We haven't mentioned the issue, but if we can lose chunks of
message, we
can probably lose REPORTs too. If there is known to be only
one success
report, and it fails to come, the sender can time and declare
a failure.
If there are multiple success reports for disjoint byte
ranges, and you
don't get them all, then what? I guess you wait until you have sent
everything once, and then timed out waiting for all the
success reports,
and then you could try retransmitting the ranges that haven't been
confirmed. But then what? Do you go thru another timeout cycle?
When you receive a negative report on a byterange. You
renegotiate the
connection and resend that chunk.
That works for negative ones, but not the positive kind. But negative
ones are even less reliable. If things aren't working well so that
chunks are being lost, what is chance that the failure will
be lost too?
Another question that comes to mind: Suppose I have sent bytes
1-1,000,000. I get a failure report for bytes 500,000-501,000. If I
renegotiate a new connection, right away, and close the old
one, what do
I retransmit? Just 500,000-501,000, or everything starting
from 500,000?
There could be failure reports for other byte ranges that I would
receive if I kept listening to the old connection - even for earlier
byte ranges than the one I received. If I kill the connection
and start
another then I won't get those. I can just retransmit starting from
500,000 and hope that nothing earlier failed too.
As some level this is complicated - as soon as we said that
we wanted a
system that multiplexed message onto one TCP transport, we
choose this level
of complexity. None of this is that complicated - we have
been around this
over and over for the last 1.5 years, if we remove any part
of this system
we break requirements that people said were absolutely
critical to them.
I agree that some scheme like this is ultimately not that complicated.
But it isn't written down anywhere. The question is whether
we want to
take the time to write it all down.
The various combinations of success and failure reports with
and without
byte ranges at least makes a lot of cases to explain and for
people to
understand and implement correctly.
Forbidding byte ranges in success reports would at least prune away a
few of the options.
Paul
On 10/8/04 7:39 AM, "Paul Kyzivat" <pkyzivat at cisco.com> wrote:
Cullen Jennings wrote:
I had a conversation with Cullen, where he expressed the
same opinion
for failure reports. Imagine, in your LoTR example, you
were using a
relay, and it has a transport failure between itself and
the next hop.
It sends you one or more failure reports for the chunks
for which it
could not confirm delivery. You establish a new session,
and continue;
resending the failed chunks.
I'd like to close on this quickly, so I offer the
following questions
to anyone who cares. I would appreciate opinions asap, so
I can get
this into the next revision.
1) Should failure reports be sent per chunk or per
complete message? (I
think it is per chunk.)
sort of both - yes they have to be per chunk so the chunk
had a fialure in
transmission but the message is fine. If the whole message
is going to be
bad, because of something like the body type is not
understood, then they
are sent on the whole message. You indicate they are on
the whole message by
using a * in the byterange
This is confusing. The failure reports are really for byte
ranges, not
chunks, since there is no consistent understanding by all parties of
what the chunking is. And the failure reports aren't necessarily all
sent by the same node.
It seems that if failure reports for byte ranges are
supported at all,
then the sender will need to in effect keep a separate
status for every
byte sent. The status for each byte is one of:
- unknown
- failure reported
- success reported
(Obviously there are optimizations on how to store this status for a
message of many bytes.) It appears that there could be at
least as many
reasons for overlapping byte ranges in reports as in sends, so that
needs to be handled as well.
Then the sender will need to decide what to do if failure
is reported
for one or more bytes. It could decide to just give up on
the message
and stop sending. Or it could just retransmit a chunk
containing the bad
byte(s). (For that to be useful, it would have to assume
that some relay
was at fault and will recover.) Or it could negotiate a replacement
session and then send a chunk containing the bad byte(s).

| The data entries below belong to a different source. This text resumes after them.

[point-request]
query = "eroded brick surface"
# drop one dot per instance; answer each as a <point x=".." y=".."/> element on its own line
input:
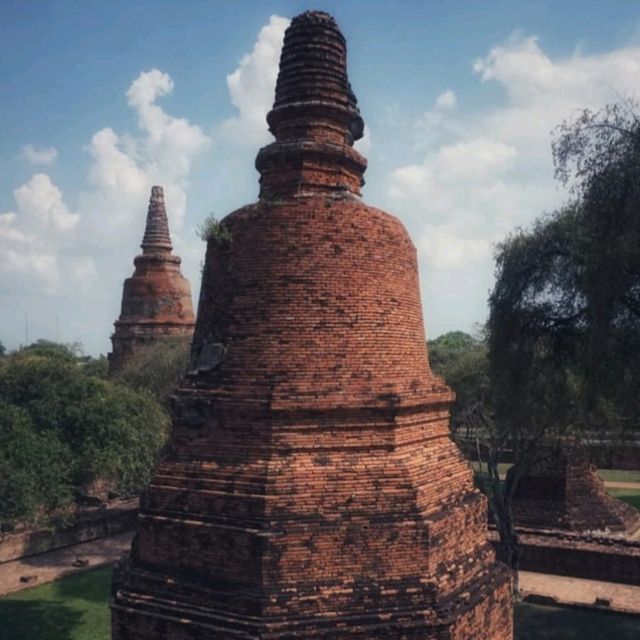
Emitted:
<point x="310" y="488"/>
<point x="156" y="300"/>
<point x="564" y="493"/>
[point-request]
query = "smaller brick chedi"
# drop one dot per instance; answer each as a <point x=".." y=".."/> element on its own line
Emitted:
<point x="156" y="300"/>
<point x="310" y="488"/>
<point x="563" y="493"/>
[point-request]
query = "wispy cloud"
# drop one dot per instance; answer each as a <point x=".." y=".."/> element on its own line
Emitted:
<point x="42" y="156"/>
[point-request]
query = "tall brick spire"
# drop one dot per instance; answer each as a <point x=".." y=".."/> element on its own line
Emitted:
<point x="156" y="300"/>
<point x="156" y="234"/>
<point x="315" y="117"/>
<point x="310" y="489"/>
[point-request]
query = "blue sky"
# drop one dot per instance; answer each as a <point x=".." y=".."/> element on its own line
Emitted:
<point x="100" y="100"/>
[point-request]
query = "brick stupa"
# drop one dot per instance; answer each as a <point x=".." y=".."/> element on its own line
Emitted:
<point x="563" y="493"/>
<point x="156" y="300"/>
<point x="310" y="487"/>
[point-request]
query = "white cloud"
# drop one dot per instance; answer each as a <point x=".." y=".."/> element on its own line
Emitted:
<point x="50" y="249"/>
<point x="446" y="247"/>
<point x="252" y="85"/>
<point x="29" y="237"/>
<point x="35" y="155"/>
<point x="484" y="173"/>
<point x="446" y="100"/>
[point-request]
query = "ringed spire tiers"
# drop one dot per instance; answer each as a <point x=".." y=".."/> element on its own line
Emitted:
<point x="156" y="300"/>
<point x="310" y="489"/>
<point x="315" y="117"/>
<point x="156" y="234"/>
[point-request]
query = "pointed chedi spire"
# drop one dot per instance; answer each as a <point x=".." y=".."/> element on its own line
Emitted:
<point x="156" y="234"/>
<point x="156" y="300"/>
<point x="310" y="488"/>
<point x="315" y="117"/>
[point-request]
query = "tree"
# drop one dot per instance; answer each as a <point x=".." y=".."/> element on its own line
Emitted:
<point x="461" y="360"/>
<point x="35" y="469"/>
<point x="95" y="428"/>
<point x="563" y="330"/>
<point x="158" y="368"/>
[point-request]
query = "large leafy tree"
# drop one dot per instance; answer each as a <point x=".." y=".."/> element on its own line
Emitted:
<point x="563" y="330"/>
<point x="62" y="427"/>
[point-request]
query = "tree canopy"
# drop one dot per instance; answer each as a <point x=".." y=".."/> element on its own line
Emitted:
<point x="62" y="427"/>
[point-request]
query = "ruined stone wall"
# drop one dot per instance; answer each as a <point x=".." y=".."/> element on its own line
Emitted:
<point x="605" y="559"/>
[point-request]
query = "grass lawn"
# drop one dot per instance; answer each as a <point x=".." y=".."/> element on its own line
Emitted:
<point x="631" y="496"/>
<point x="75" y="608"/>
<point x="533" y="622"/>
<point x="619" y="475"/>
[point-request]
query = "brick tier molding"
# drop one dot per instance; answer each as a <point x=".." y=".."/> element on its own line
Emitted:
<point x="156" y="300"/>
<point x="310" y="489"/>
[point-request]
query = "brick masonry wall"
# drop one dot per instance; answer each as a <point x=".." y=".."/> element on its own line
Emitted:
<point x="311" y="475"/>
<point x="310" y="488"/>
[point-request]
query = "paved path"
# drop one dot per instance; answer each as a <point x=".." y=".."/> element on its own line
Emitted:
<point x="49" y="566"/>
<point x="578" y="591"/>
<point x="612" y="484"/>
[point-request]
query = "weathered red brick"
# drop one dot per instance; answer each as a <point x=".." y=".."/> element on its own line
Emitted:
<point x="310" y="488"/>
<point x="156" y="300"/>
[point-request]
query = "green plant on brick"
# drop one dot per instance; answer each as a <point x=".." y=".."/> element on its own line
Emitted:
<point x="212" y="230"/>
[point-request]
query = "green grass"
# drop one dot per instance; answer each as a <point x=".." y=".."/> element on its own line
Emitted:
<point x="619" y="475"/>
<point x="75" y="608"/>
<point x="608" y="475"/>
<point x="534" y="622"/>
<point x="628" y="495"/>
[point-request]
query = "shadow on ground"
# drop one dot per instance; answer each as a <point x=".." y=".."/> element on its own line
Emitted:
<point x="49" y="620"/>
<point x="90" y="586"/>
<point x="535" y="622"/>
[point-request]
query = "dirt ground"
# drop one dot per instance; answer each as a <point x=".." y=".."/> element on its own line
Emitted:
<point x="45" y="567"/>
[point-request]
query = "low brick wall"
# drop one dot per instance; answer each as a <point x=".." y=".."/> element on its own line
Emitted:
<point x="90" y="524"/>
<point x="594" y="558"/>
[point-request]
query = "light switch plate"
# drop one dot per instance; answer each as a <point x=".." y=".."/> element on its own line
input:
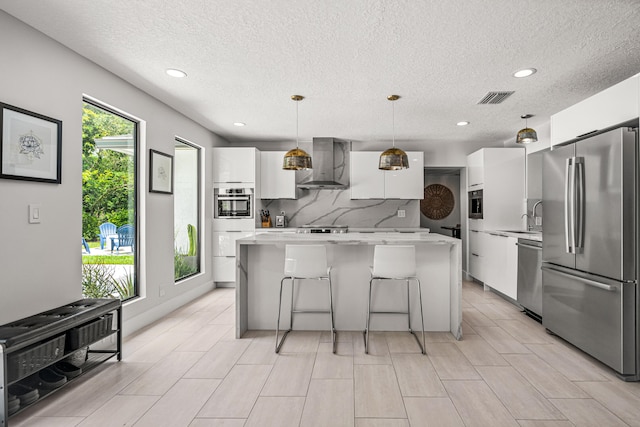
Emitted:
<point x="35" y="213"/>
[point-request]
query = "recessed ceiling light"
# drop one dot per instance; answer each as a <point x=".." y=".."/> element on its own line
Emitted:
<point x="176" y="73"/>
<point x="525" y="72"/>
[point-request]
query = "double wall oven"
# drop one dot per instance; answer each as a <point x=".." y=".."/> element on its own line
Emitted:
<point x="475" y="204"/>
<point x="233" y="202"/>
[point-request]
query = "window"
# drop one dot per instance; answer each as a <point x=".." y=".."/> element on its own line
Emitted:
<point x="109" y="190"/>
<point x="186" y="206"/>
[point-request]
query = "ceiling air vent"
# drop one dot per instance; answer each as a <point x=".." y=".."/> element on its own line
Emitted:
<point x="495" y="97"/>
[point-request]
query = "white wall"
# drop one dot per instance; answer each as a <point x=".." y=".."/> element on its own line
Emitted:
<point x="40" y="264"/>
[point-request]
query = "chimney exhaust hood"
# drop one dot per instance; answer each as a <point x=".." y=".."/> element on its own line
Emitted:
<point x="330" y="160"/>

This is starting to look very ugly.
2) Should success reports be sent per chunk or per
complete message?
Note that, if we send them per-chunk, then the sender
must accumulate 1
or more reports covering all the bytes in the message
before it can
consider the message successful. These reports may or may not
correspond one-to-one with the chunks it sent, as a relay
may re-chunk.
(Again, I vote per-chunk.)
I think we have to have a success for the whole message or
there is no way
to know if everything has arrived - questions to me is do
we also need to
have chunk by chunk acknowledgments along the way. (This
is all assuming
that positive reports where requested). I'm not sure I see
the reason that
these would be needed but I feel like I am forgetting something.
Success reports only make sense end to end. Ultimately you need
confirmation of success of the *whole* message. So if byte
ranges are
used then the sum total of them must cover the entire message.
This is complicated by the fact that REPORTs aren't
confirmed, and so
might be lost. (E.g. by a relay.)
If byte ranges in success reports are to be used, then I
think the best
strategy might be for the receiving node to send cumulative
ones. For
instance, send one for the largest range of bytes received
that includes
previously unconfirmed bytes. (With in-order delivery this
would mean
that each report would cover everything received so far.)
These reports
might not be sent for every chunk received - just every so often.
This is of course just as complicated for the sender as the failure
reports above, and more complicated for the receiver.
3) Do we need to say anything about how long the
_receiver_ holds onto
the chunks of an incomplete message in hopes any remaining chunks
arrive? In particular, do we need to talk about this for
holding chunks
after a session fails, in case the sender establishes a
new session and
sends the remaining chunks?
No, I think this is like how long the end to end timer
should be - it is
totally situation dependent. Probably needs to say
something along lines off
"for awhile"
I am inclined to agree.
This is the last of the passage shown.